If it’s your score on the big test, you feel pretty good.
And if it happens to be your goals allowed average, you’re on top of the world. That's just filthy. And right now, that’s Ilya Brzygalov’s goals allowed average
Very glossy stuff. The kind of goaltending that the franchise desperately needs to be successful this year. And make no mistake; Bryz is the most important member of the Phoenix Coyotes. That's due in large part to him being the most variable part of the Coyotes equation.
Ilya is a lot like the little girl with the curl. When he's good, he can be very, very good. And when he's bad, he can be just brutal.
And so far this year he has been very, very good. 4 goals allowed in 4+ games including shutouts at Pittsburgh and San Jose. That is an impressive body of work. Ilya is working behind the tight checking system that Dave Tippett and Ulf Samuelsson have instituted. He also has the benefit of a deep and experienced defense in front of him. But he’s also been on top of his game with smart and consistent positioning complimenting his always great athleticism.
That’s the way it will need to be in Phoenix this year. Fire wagon hockey is a recipe for failure for this team. While there is much hope that young players will improve as the year goes on, there’s not much chance the Coyotes will score a lot of goals this year. 8-4 games are not in the best interests of the franchise.
When Bryz first arrived in Phoenix in 2007, he went on a tear that propelled the Coyotes into playoff contention. His first two months in the desert was some of the best goaltending this franchise has seen. It was enough to earn him a 3 year $12MM contract. And it gave the franchise a backbone it had lacked since Nik Khabibulin had walked three years earlier.
It was a streak reminiscent of the 2006 playoffs, when he carried the Mighty Ducks through a couple of rounds after replacing JS Giguere in the nets.
Much like the clock striking midnight in 2006, Bryz faltered down the stretch in 2008. And last year he had a real up and down season. More down than up. He was so bad that hockey's nicest man, Wayne Gretzky, pulled him from one game after just two shots (and two goals) and several times called him out in public.

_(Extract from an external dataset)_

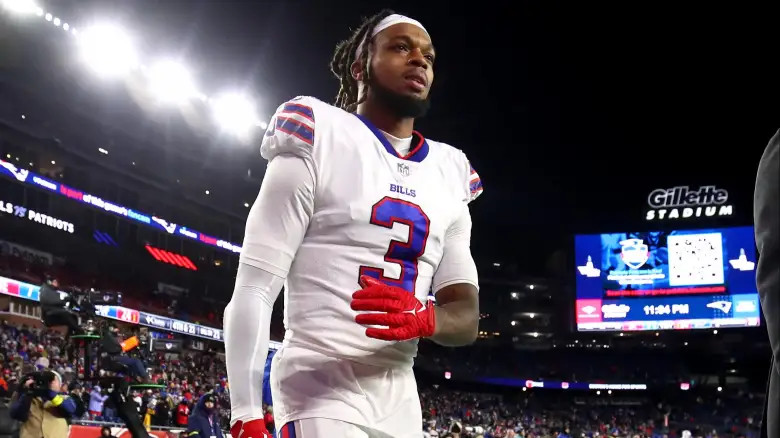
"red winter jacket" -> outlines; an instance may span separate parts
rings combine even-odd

On a team with a small margin for error, Bryzgalov did not look like a franchise goaltender on way too many nights.
Long before I started the WHX, I was talking about the team's goaltending situation on talk radio and other message boards. I've never been comfortable with Bryz. Some nights he looks like a million bucks. Other nights, you were lucky to get change for your dollar. That kind of goaltending usually means the only action you will be seeing in April is a tee time.

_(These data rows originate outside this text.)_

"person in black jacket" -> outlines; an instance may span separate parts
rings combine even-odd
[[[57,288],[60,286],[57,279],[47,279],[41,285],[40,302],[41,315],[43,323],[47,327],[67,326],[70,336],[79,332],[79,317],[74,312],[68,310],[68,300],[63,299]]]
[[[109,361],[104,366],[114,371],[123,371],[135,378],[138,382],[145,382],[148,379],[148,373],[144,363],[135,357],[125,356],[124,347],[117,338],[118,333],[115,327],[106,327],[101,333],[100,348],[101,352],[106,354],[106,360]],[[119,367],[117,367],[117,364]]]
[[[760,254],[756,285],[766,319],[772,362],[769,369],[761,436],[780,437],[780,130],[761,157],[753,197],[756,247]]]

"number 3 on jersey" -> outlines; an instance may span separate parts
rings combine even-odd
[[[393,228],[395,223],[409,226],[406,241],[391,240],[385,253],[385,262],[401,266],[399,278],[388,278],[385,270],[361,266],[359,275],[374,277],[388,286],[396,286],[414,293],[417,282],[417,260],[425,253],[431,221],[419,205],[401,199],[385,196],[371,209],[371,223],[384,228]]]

Don Maloney also wavered in his faith. Last year at the trade deadline, a deal that would have sent Bryz to Philadelphia was seriously discussed. In fact, one NHL team official told me that the only thing that kept it from happening was the Flyers perennial salary cap problems. That may or may not be true but the fact is that the Coyotes surely had second thoughts about their franchise goaltender.
So for better or worse, Bryz is back in Phoenix this year. And so far, it’s for the better. Way better. No one expects his goals allowed average to stay so low. Or his save percentage so high. But what would be reasonable to expect is that he keep the Coyotes in the majority of the 65 or so games he will play this year. That’s what a $4MM goaltender should be able to deliver.
And if he does, he’ll keep the Coyotes in a playoff race that they desperately need to be a part of.